Pero como los caminos del señor son inescrutables, así, sin comerlo ni beberlo nos estábamos viendo envueltos en una situación nueva por la que nos sentíamos extrañamente atraídos, sin terminar de entender por qué no éramos capaces de parar, como si el morbo (que ninguno de los dos se atrevía a reconocer) nos atrajese como polillas hacia la luz. El caso es que estábamos especialmente embriagados por el placer que nos proporcionaba la curiosidad, la tesitura en la que nos ponía la situación nos estaba ganando la partida, recordar lo que había pasado antes me ponía muy caliente, mi chica jugueteando en la distancia con un desconocido, principal razón por la que permitimos llegar hasta tan lejos, contábamos con no volver a ver nunca más a ese señor, y ahora estábamos sentados los tres en una mesa tomándonos unas copas ¡habiendo pasado lo que había pasado!

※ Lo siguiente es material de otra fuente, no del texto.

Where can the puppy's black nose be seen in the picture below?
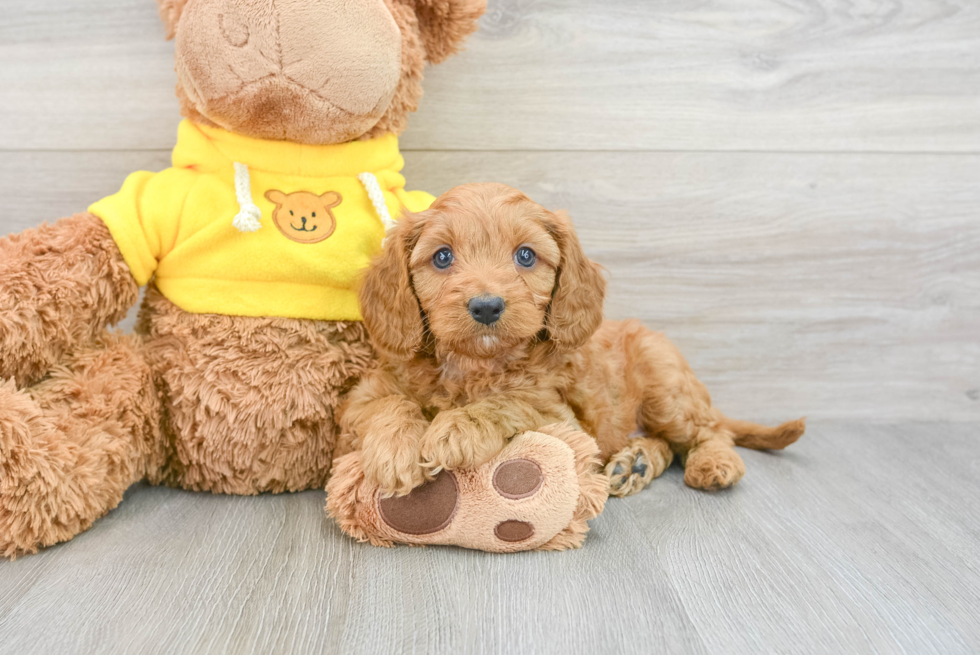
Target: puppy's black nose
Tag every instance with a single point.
(486, 309)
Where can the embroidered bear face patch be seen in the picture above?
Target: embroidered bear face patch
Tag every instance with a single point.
(304, 217)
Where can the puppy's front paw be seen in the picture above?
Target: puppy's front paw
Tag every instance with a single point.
(393, 463)
(455, 441)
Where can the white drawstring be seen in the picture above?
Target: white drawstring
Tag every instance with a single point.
(377, 197)
(249, 218)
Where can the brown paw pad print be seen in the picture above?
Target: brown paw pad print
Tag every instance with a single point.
(432, 506)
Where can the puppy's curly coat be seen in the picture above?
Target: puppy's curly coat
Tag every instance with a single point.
(487, 317)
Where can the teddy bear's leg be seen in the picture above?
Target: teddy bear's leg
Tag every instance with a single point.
(634, 467)
(538, 493)
(73, 443)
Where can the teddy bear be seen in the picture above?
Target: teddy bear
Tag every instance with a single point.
(286, 174)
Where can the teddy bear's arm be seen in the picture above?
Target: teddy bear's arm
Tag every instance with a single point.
(60, 286)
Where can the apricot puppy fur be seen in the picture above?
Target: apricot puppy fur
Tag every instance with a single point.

Yo, con muchísima vergüenza y timidez, con un hilillo de voz casi imperceptible y de nuevo casi sin poder mirarle a los ojos, rompí el silencio diciendo: Emilio, no vaya Ud. a mal interpretarnos, conozco a mi esposa y estoy convencido de que ella necesita que quede claro que no somos unos degenerados. Lo que ha pasado antes ha sido fruto de una sequía sexual extraña que hemos pasado, pero nos gustaría que supiera que es la primera vez que nos pasa algo así, se nos ha ido de las manos y aunque nos ha quedado claro que no le ha desagradado (sonreímos tímidamente todos), le rogamos haga borrón y cuenta nueva.

Se hizo de nuevo el silencio y fue él quien sonriendo y sin dejar de mirar a mi mujer, intervino en esta ocasión:

Me apetece otra copa, vosotros tomáis lo mismo?
(María) Ahm… yo no, paro ya, no suelo beber, ya estoy algo mareadilla

Acertó a decir mirándome a mí y a su vaso vacío

(Emilio) No acepto un “no” por respuesta, venga, no seas aguafiestas, estamos aquí a gusto los tres charlando. Te traigo otro gin tonic y a él otra cerveza.

Y sin dejarnos mediar palabra, se dirigió a la barra a por la tercera ronda de copas.

- (Emilio) Ah! Se me olvidaba, a la vuelta os voy a proponer un jueguecito…

Última edición por romamaro fecha: 22-ene-2017 a las 15:28.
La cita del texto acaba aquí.